Who P-P-P-Plugged Roger Rabbit? Who P-P-P-Plugged Roger Rabbit? by Gary K. Wolf
My rating: 0 of 5 stars

This is a book with some faults, for sure. Not only does it need more editing (for excess commas between adjectives, missing quotation marks, other punctuation errors - including "rabbit's" when the plural, not the possessive, is intended - and homonyms like dowsed/doused and leeched/leached), but it overdoes the hard-boiled imagery more than somewhat, and drops an awful lot of brand names, presumably to give the feel of the time. I wouldn't mind so much, except it feels like the author is trying too hard for an effect that he's still not always pulling off.

Also, it's creepy enough that Baby Herman, a 36-year-old in the body of a baby but with the drives and bad habits of his actual age, pursues every woman in Hollywood; it's even more creepy that he frequently catches them. Please don't think about that too hard, or indeed at all.

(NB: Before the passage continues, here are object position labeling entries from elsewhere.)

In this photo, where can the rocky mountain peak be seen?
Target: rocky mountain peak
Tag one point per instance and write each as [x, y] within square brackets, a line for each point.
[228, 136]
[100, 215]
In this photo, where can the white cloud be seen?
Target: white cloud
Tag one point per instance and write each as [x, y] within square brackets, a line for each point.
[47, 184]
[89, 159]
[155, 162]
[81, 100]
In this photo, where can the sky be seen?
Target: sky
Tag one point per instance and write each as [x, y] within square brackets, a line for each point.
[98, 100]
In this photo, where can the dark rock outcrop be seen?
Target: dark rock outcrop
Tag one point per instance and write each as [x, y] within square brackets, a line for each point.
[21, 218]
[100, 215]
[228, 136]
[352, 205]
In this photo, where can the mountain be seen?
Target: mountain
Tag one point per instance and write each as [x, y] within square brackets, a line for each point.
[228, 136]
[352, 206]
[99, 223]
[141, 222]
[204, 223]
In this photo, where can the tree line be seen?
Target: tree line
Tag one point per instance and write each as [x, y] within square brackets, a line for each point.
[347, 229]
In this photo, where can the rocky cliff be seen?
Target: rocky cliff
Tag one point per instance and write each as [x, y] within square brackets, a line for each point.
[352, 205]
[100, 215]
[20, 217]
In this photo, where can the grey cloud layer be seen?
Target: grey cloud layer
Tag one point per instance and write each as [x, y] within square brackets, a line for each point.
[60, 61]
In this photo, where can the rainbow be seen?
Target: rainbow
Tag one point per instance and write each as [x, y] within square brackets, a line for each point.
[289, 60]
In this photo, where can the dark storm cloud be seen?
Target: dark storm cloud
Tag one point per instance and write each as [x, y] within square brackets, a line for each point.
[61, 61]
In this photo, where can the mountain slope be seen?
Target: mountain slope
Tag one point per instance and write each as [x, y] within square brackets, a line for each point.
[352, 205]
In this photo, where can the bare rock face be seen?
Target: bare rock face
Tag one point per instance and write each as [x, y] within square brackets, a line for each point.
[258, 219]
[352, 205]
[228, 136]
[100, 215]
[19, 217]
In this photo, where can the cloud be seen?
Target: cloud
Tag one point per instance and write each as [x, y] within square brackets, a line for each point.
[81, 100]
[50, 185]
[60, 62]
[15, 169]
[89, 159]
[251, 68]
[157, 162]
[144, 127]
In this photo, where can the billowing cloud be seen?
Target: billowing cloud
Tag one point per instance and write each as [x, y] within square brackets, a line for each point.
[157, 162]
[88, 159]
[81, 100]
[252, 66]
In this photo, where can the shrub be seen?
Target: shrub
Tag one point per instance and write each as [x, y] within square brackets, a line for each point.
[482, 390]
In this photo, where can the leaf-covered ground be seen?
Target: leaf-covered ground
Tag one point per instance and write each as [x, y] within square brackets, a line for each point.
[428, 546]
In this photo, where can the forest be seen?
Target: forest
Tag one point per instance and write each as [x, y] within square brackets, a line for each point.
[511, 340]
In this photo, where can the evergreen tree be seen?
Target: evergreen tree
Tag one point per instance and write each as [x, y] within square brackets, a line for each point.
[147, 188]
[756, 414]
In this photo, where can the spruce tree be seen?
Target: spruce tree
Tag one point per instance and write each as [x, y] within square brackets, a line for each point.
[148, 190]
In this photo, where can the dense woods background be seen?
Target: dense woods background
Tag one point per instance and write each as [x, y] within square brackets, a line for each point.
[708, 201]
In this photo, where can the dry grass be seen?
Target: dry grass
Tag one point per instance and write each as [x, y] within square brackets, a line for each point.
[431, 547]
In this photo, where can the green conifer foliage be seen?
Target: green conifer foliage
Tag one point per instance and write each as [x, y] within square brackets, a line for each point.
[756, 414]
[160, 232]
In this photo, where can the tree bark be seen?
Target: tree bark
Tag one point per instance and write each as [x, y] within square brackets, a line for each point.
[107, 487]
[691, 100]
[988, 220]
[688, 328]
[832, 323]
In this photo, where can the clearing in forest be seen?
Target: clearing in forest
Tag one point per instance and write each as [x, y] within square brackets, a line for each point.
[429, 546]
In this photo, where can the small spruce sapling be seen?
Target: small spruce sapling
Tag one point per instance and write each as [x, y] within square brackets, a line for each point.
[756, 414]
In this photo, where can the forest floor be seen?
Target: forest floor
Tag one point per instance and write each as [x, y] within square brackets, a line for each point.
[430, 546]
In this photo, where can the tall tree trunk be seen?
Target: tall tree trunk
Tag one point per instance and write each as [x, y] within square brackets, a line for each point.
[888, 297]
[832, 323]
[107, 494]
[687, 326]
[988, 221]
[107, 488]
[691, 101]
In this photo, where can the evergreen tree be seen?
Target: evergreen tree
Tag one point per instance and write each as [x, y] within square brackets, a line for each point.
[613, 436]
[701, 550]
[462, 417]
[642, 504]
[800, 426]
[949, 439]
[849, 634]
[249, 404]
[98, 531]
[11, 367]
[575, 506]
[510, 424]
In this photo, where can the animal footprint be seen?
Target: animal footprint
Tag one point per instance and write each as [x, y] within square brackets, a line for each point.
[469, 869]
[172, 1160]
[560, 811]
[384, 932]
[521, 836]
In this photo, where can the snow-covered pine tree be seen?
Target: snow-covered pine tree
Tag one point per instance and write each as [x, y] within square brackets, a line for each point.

It's full of small anachronisms, too, though the author tries to head those off with a foreword implying that his alternate version of the world differs from ours in a number of historical details as well as by having living "Toons". It's not completely clear when this is set - possibly 1939, since Gone with the Wind is about to be filmed and Clark Gable hasn't yet married Carole Lombard, though maybe postwar, since Gable's Air Force service is alluded to - but the foreword is signed "Eddie Valiant, 1947," and we get a number of cultural references from later than that. For example, the phrase "Say goodnight, Gracie" (from a TV show that debuted in 1950); a reference to Yul Brynner's role in The King and I, which began in 1951; a mention that Joseph McCarthy would have reason to target Edward R. Murrow, though Murrow's criticism of McCarthy didn't occur until 1954; and Rodan and Godzilla (the kaiju), 1956 and 1954, respectively. I think we can probably just assume that it's set generally in the period of the late 1930s to the 1940s (excluding the war years), in a loose historical continuity that isn't too close to ours, with the odd 1950s reference included by mistake. (In case you're wondering, I look up the references in Wikipedia using the function on my e-reader, and I happened to notice that a lot of them came from after 1947. The author, to be fair, didn't have such ready access to check this stuff when he wrote this in 1991, but that's also more than 30 years in which these issues, and the editing, could have been fixed but weren't.)

Still, it's otherwise amusing, and the mystery works as a mystery even when the comedy doesn't.